Optimizer

Note

Dask DataFrame supports Query Planning since version 2024.03.0

Optimization steps

Dask DataFrame will run several optimizations before executing the computation. These computations are aimed towards improving the efficiency of the query.

The optimizations entail the following steps (this list is not complete):

  • Projection Pushdown:

    Select only the required columns in every step. This reduces the amount of data that needs to be read from storage but also the amount of data that is processed along the way. Columns are dropped at the earliest stage in the query.

  • Filter Pushdown:

    Push filters down as far as possible, potentially into the IO step. Filters are executed in the earliest stage in the query.

  • Partition Pruning:

    Partition selections are pushed down as far as possible, potentially into the IO step.

  • Avoiding Shuffles:

    Dask DataFrame will try to avoid shuffling data between workers as much as possible. This can be achieved if the column layout is already known, i.e. if the DataFrame was shuffled on the same column before. For example, executing a df.groupby(...).apply(...) after a merge operation will not shuffle the data again if the groupby happens on the merge columns.

    _images/avoiding-shuffles.svg

    Similarly, performing two subsequent Joins/Merges on the same join-column(s) will avoid shuffling the data again. The optimizer identifies that the partitioning of the DataFrame is already as expected and thus simplifies the operation to a single Shuffle and a trivial merge operation.

  • Automatically resizing partitions:

    The IO layers automatically adjust the partition count based on the column subset that is selected from the dataset.
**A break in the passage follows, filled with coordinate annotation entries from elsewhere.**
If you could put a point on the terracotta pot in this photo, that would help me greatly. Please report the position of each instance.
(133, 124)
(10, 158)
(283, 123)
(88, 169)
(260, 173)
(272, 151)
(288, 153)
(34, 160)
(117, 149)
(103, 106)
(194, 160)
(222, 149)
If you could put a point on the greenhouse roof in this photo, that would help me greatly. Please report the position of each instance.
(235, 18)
Very small partitions impact the scheduler and expensive operations like shuffling negatively. This is addressed by adjusting the partition count automatically.

    _images/automatic-repartitioning.svg

    Selecting two columns that together have 40 MB per 200 MB file. The optimizer reduces the number of partitions by a factor of 5.
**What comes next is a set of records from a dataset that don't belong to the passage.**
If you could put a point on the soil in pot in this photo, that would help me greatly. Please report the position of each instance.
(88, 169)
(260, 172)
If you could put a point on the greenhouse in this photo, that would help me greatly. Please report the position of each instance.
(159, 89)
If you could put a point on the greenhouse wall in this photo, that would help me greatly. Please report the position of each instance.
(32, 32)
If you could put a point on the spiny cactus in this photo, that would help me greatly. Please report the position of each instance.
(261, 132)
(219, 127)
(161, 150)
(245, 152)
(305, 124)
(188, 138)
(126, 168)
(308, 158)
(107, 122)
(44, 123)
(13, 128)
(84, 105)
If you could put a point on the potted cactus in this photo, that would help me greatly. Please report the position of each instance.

Exploring the optimized query

Dask will call df.optimize() before executing the computation. This method applies the steps mentioned above and returns a new Dask DataFrame that represents the optimized query.

A rudimentary representation of the optimized query can be obtained by calling df.pprint(). This will print the query plan in a human-readable format to the command line/console. The advantage of this method is that it doesn’t require any additional dependencies.
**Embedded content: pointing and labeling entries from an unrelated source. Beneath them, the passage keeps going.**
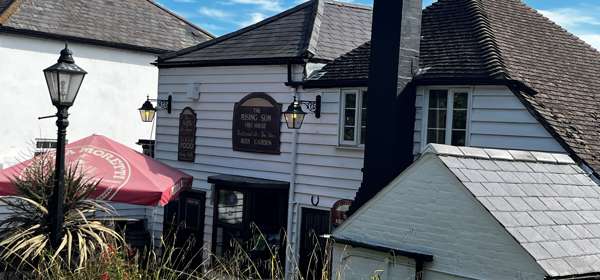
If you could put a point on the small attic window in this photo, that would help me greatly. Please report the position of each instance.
(446, 116)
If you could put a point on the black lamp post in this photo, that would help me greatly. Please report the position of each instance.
(64, 80)
(294, 115)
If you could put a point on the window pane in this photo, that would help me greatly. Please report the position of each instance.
(230, 207)
(436, 136)
(350, 100)
(438, 99)
(461, 100)
(363, 134)
(459, 138)
(436, 119)
(350, 116)
(348, 133)
(459, 119)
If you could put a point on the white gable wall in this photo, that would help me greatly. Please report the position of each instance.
(426, 209)
(117, 83)
(497, 119)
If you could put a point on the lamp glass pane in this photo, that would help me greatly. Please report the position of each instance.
(52, 82)
(147, 115)
(68, 87)
(294, 120)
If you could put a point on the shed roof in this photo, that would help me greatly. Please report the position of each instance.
(320, 30)
(545, 201)
(505, 42)
(132, 24)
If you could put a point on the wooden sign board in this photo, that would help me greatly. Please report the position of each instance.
(257, 124)
(187, 136)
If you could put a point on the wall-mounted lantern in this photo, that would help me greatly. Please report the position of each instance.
(294, 115)
(148, 111)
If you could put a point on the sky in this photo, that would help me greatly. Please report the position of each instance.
(580, 17)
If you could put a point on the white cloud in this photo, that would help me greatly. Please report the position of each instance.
(570, 17)
(254, 18)
(266, 5)
(214, 13)
(592, 39)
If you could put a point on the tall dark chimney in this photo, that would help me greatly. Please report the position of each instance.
(395, 43)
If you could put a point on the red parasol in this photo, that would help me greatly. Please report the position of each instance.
(126, 175)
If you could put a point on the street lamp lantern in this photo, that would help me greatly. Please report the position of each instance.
(294, 115)
(64, 79)
(147, 111)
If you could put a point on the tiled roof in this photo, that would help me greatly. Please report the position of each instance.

pdf = pd.DataFrame({"a": [1, 2, 3] * 5, "b": [1, 2, 3] * 5})
df = dd.from_pandas(pdf, npartitions=2)
df = df.replace(1, 5)[["a"]]

df.optimize().pprint()

Replace: to_replace=1 value=5
    FromPandas: frame='<pandas>' npartitions=2 columns=['a'] pyarrow_strings_enabled=True

A more advanced and easier to read reprepresentation can be obtained by calling df.explain(). This method requires the graphviz package to be installed. The method will return a graph that represents the query plan and create an image from it.

df.explain()
Optimized Query

We can see in both representations that FromPandas consumed the column projection, only selecting the column a.

The explain() method is significantly easier to understand for more complex queries.